News
ACC has recently announced that it has launched a National Serious Injury Service that will specialise in working with people who have a permanent disability as a result of an injury. The intention is that this service will take over the management of ACC claimants with serious injuries who have previously been the responsibility of branch case managers. ACC has stated that ‘The new service is adopting a social disability model that is consistent with the objectives of the New Zealand Disability Strategy. This model recognises that treatment and rehabilitation to restore capacity and function are critically important in the period just after a person has been seriously injured (and may be need in concentrated bursts later on to enable people to achieve their goals). However, once a person’s condition starts to stabilise the need for continuing rehabilitation is overtaken by the need to adjust to living life with a serious injury - doing the things that most able-bodied people take for granted.’

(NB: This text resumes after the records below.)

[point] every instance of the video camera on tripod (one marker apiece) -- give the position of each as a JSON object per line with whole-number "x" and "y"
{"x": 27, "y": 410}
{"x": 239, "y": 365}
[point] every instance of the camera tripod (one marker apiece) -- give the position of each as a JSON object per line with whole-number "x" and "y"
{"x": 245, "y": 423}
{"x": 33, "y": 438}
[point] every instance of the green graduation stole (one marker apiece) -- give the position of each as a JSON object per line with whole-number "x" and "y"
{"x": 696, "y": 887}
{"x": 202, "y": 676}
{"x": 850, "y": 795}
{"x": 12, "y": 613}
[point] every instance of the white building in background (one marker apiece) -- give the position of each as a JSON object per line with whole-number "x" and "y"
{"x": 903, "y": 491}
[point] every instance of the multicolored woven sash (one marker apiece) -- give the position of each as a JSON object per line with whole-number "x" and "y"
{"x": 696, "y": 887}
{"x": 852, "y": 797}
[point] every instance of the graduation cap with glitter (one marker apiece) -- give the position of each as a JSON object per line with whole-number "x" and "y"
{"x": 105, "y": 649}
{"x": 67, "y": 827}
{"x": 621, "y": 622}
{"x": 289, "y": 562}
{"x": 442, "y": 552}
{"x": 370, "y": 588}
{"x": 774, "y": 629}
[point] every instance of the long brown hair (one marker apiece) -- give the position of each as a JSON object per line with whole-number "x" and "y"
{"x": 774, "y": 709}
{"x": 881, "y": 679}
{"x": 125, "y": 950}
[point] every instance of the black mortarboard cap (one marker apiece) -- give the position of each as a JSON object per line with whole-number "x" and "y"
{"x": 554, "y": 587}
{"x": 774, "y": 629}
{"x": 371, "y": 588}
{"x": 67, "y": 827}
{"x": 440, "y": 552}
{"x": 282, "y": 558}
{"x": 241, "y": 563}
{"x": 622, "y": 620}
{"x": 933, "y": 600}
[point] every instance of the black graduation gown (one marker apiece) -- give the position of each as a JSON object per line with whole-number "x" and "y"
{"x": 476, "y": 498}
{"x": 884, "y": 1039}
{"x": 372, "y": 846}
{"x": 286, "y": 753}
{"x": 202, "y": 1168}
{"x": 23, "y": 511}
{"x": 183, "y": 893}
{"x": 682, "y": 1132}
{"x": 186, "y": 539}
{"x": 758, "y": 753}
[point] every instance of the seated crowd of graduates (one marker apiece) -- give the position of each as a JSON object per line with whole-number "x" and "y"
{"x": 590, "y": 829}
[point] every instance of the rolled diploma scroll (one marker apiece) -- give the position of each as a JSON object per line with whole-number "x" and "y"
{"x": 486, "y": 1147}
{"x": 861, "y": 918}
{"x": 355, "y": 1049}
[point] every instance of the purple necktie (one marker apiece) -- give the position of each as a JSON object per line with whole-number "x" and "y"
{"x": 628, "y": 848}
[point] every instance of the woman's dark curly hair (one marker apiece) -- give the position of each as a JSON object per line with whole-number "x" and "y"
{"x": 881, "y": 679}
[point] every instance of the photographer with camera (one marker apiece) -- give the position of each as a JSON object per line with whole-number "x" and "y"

Personally, I am all in favour of the development of a specialist service for people with serious injury. Having worked in private community-based rehabilitation for people with traumatic brain injury in the late 90’s (when ACC last had a specialist serious injury service) I certainly know the value of engaging with ACC employees who have time to consider the issues facing people with complex disabilities. However, at risk of being called a pedant, I wonder why ACC has created this distinction between ‘rehabilitation’ and ‘adjusting to life with serious injury’. What is this new process of ‘adjustment’ if not rehabilitation? I have a sense that ACC is pigeon-holing rehabilitation as an activity that involves just star-jumps and kitchen assessments. If the process of ‘adjusting to life with serious injury’ involves assessment of a person in their current context, identification of personally-meaningful goals for improvement of health status or quality of life, implementation of strategies to achieve those goals and evaluation of the outcome of those strategies – then I call it ‘rehabilitation’. Maybe this is just semantic quibbling – but it bugs me that people feel the need to create new terminology when the concept of ‘rehabilitation’ is misconstrued as a biomedical reductionist activity.
Despite my nitpicking, I wish this new service all the best, and hope that the needs of people with serious injury and those of their family and supporters are greatly improved as a result. (Make a comment below or email me if you would like to talk about your personal experience of this new service!)
ACC informs us that ‘the new Serious Injury Service is being progressively rolled out across the country and will be fully operational on a national basis by March 2008. The service is already operating in the Northland and Auckland region and the Waikato, Bay of Plenty and Hawkes Bay region will be operating by 3 December.’